Update on the Holland Energy Plan
Please see previous Posts on the Holland Energy decision here and here.
On November 2, the Holland BPW will be holding an all-day session at the DoubleTree Hotel in Holland entitled Risk Analysis Process: Session 2. It is a follow up to the first session held back on September 28 by HDR Consultants that set out the perimeters (workbook here) for the subsequent sessions that the BPW has held as as part of what it calls P21decison, a relatively elaborate process whose stated goal is to go through approximately eight major options they've laid out as possible ways in which the BPW can supply the Holland area with its future energy needs. Because the November 2 Session will seek to fix the economic inputs and values, and thus be fairly determinative, it seems a good time to review what has happened up to now in anticipation of that meeting.
On October 17, the Holland Sustainability Committee voted to approve the recommendations of the Community Energy Plan which it had spent the previous year working on, together with Garforth International. The recommendation was to approve Scenario B, which offered a wide variety of generation options and time schedules to provide for the next 40 years of Holland's energy future. This recommendation was sent to City Council, and is awaiting action.
On a parallel course, the Holland BPW has begun its P21decision process on September 28. It has its website, and the BPW is beginning the process of putting power points and videos of the presenters online, both on its own site and on Macmedia.org. Up to now, we've seen discussion of generation options, fuel types, regulations, and assorted topics such as dredging, district heating and thermal discharge into Lake Macatawa.
1. Solid Fuel/Circulating Fluidized Bed - A 70 MW plant located at current JDY site, costing $270 million, and fueled by a mix of Petroleum Coke, Coal and Biomass. It will be able to support current snowmelt system as well as, with additional modifications, a district heating system. The CEP puts the levelized cost of electricity from this starting in 2016 option at $74.9 per MwH with no Greenhouse gas penalty, and $98.6 per MwH with one.
2. Combined Cycle Gas Turbines - Two LM2500 Combined Cycle turbines costing $105M for 70 MwH capacity (Garforth) or $90M for 55 MwH capacity (HDR/P21). It will be fueled with Natural Gas.
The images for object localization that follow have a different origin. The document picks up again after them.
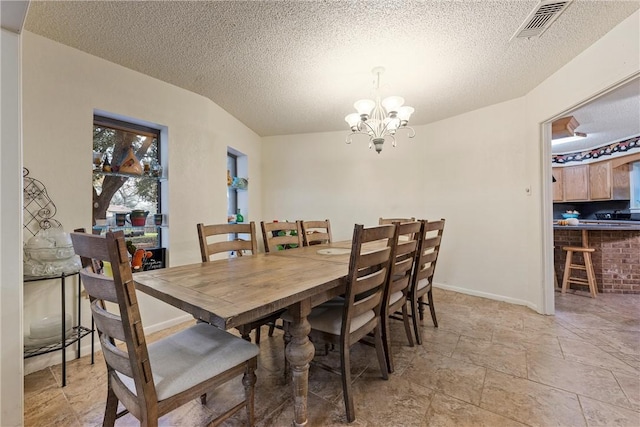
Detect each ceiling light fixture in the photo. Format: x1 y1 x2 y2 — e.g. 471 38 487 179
345 67 415 154
551 115 588 145
552 132 587 145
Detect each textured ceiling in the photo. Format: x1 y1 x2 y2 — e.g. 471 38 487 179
24 1 640 140
552 78 640 154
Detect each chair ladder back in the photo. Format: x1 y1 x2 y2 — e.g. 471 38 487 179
72 232 113 267
301 219 332 246
261 221 303 253
387 221 421 298
379 217 416 225
197 222 258 261
415 263 435 283
423 235 442 249
421 219 445 268
352 271 385 316
393 255 414 278
424 219 446 233
81 270 133 377
80 268 119 303
343 224 394 335
99 331 135 378
89 297 126 342
412 219 445 292
394 222 421 259
421 250 439 265
395 239 419 261
71 231 159 416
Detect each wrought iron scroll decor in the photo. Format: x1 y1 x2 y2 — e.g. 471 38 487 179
23 168 62 237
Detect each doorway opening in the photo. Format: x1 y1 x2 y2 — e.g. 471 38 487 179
542 74 640 314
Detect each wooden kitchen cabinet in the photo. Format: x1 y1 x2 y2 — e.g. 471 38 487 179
554 159 631 202
589 161 611 199
552 167 564 201
563 165 589 201
589 160 629 200
612 163 630 200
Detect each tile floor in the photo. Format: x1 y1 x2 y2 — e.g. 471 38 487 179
24 288 640 426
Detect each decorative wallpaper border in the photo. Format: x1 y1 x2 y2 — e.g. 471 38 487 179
552 135 640 164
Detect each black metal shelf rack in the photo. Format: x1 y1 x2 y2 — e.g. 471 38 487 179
24 272 95 387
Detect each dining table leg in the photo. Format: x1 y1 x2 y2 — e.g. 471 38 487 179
285 299 315 427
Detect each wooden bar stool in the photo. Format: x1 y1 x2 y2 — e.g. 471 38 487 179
561 246 597 298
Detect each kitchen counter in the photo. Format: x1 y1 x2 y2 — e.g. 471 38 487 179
554 223 640 294
554 220 640 231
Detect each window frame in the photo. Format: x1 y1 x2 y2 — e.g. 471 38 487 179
93 114 164 249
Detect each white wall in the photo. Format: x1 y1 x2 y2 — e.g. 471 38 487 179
1 28 25 427
12 5 640 381
263 96 533 308
263 10 640 313
21 31 263 373
529 10 640 312
262 128 426 241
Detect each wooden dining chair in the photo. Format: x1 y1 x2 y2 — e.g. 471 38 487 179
382 220 422 373
259 220 304 336
283 223 394 422
260 220 303 253
197 222 258 260
70 230 259 427
300 219 332 246
408 219 446 344
379 217 416 225
197 221 278 344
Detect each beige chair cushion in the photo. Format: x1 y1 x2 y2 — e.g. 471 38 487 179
417 278 429 290
307 307 375 335
389 291 403 305
281 296 344 323
283 303 375 335
117 322 259 400
281 294 377 335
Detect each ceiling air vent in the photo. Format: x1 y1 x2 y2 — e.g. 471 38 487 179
510 0 573 41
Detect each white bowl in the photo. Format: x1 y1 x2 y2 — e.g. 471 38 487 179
24 330 74 349
30 313 73 340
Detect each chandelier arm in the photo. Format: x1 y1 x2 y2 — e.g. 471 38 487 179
389 134 397 147
346 129 374 144
403 126 416 138
379 117 401 137
356 120 376 135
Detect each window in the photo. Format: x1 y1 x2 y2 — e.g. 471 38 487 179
227 152 238 221
92 115 164 249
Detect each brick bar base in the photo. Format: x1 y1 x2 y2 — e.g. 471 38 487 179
554 229 640 294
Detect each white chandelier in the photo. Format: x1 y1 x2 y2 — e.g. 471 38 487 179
345 67 415 154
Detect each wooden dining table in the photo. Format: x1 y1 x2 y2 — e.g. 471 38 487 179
133 242 356 426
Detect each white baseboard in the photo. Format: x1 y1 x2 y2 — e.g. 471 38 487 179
433 282 541 313
76 313 194 355
143 314 194 335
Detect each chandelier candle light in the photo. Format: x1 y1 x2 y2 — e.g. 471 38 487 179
345 67 415 154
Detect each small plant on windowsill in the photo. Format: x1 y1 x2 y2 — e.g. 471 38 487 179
276 227 298 251
230 177 248 190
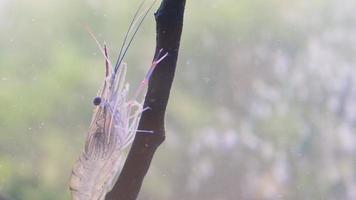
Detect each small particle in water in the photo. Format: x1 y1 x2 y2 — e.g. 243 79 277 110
203 77 210 83
39 122 45 129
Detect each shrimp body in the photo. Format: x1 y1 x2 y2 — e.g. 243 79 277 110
69 42 167 199
69 62 139 200
69 1 166 198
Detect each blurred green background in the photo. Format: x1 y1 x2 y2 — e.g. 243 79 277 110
1 0 356 199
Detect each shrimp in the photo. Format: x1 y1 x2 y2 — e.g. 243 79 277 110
69 1 166 199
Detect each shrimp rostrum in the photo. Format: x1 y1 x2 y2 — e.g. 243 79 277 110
69 2 167 199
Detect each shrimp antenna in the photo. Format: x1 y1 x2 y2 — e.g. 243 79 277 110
114 0 147 71
114 0 158 73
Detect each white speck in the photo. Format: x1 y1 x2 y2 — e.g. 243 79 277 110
39 122 45 129
1 77 8 81
203 77 210 83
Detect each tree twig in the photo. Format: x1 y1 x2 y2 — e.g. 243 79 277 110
105 0 186 199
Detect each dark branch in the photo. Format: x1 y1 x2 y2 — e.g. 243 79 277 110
105 0 186 199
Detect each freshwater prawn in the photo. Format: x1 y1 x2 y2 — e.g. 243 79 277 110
69 1 167 199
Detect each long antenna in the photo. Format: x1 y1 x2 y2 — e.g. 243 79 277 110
114 0 147 72
115 0 158 73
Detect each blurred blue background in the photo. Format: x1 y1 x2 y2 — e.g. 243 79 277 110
0 0 355 199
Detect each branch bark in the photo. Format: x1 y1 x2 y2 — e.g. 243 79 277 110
106 0 186 199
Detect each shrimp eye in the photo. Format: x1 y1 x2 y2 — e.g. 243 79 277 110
93 96 101 106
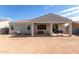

It will be able to support current snowmelt system as well as, with additional modifications, a district heating system. The CEP puts the levelized cost of electricity from this option, starting in 2016, at $65.5 per MwH with no Greenhouse gas penalty, and $75.7 per MwH with one.
3. Combined Heat and Power Plant - One LM2500 Combined Cycle turbine costing $60M for 30 MwH capacity (Garforth) or $40M for 20 MwH capacity (HDR/P21). It will be fueled with Natural Gas. It will be able to support current snowmelt system as well as, with additional modifications, a district heating system. The CEP puts the levelized cost of electricity from this option, starting in 2016, at $81.1 per MwH with no Greenhouse gas penalty, and $91.9 per MwH with one.
The following table shows the Option-Benefit matrix as developed by HDR, and discussed at the first RAP session:
If this is supposed to be just a preliminary idea of how the final process is going to work, that's fine. But if these are the only real categories that are going have weight in the final decision, that seems problematic. There are at least two fairly important concerns that are not dealt with at all here.
One, there's no scoring of emissions, which is important when we talk about the high cost of externalities. A new paper in the American Economic Review attempts to estimate the cost imposed on society by air pollution, and allocate it across industries. The costs being calculated don’t include the long-run threat of climate change; they’re focused on measurable impacts of pollution on health and productivity, with the most important effects involving how pollutants — especially small particulates — affect human health, and use standard valuations on mortality and morbidity to turn these into dollars. The following table represents their findings as it relates to the present discussion:
A lot of that backs up what the Garforth report details. In the case of the AER report, it estimates the the Gross Economic Damage (GED) costs of Coal at an additional $28 per MwH, and Natural Gas at an additional $8 per MwH. This is very consistent with the GHG penalty the Garforth report applies to the two different fuel sources, which assigned a $24 and $10 penalty respectively.
Secondly, what the matrix also doesn't do is score financial risk. The larger list of categories does talk about fixed and variable costs, and that underscores in some sense the idea that larger projects carry more downsides than smaller ones do, as well as the idea that both Coal and Natural Gas have very uncertain price forecasts. But I don't think they are robust enough to underscore how much downside financial risk there is in large scale public works projects that are built, in some sense, on speculation of future revenues from a future clientele that is not at all certain. There is a category entitled 'Capacity Market Revenue' that deals with selling excess energy, but that is scored as a pure positive, without a corresponding acknowledgement that having an excess built capacity represents a downside risk as well.
Hopefully, these two areas get fuller attention in the next RAP session; without a fuller accounting of emissions as a serious social cost and financial risk as a large element, its hard to say that the final analysis will be at all comprehensive.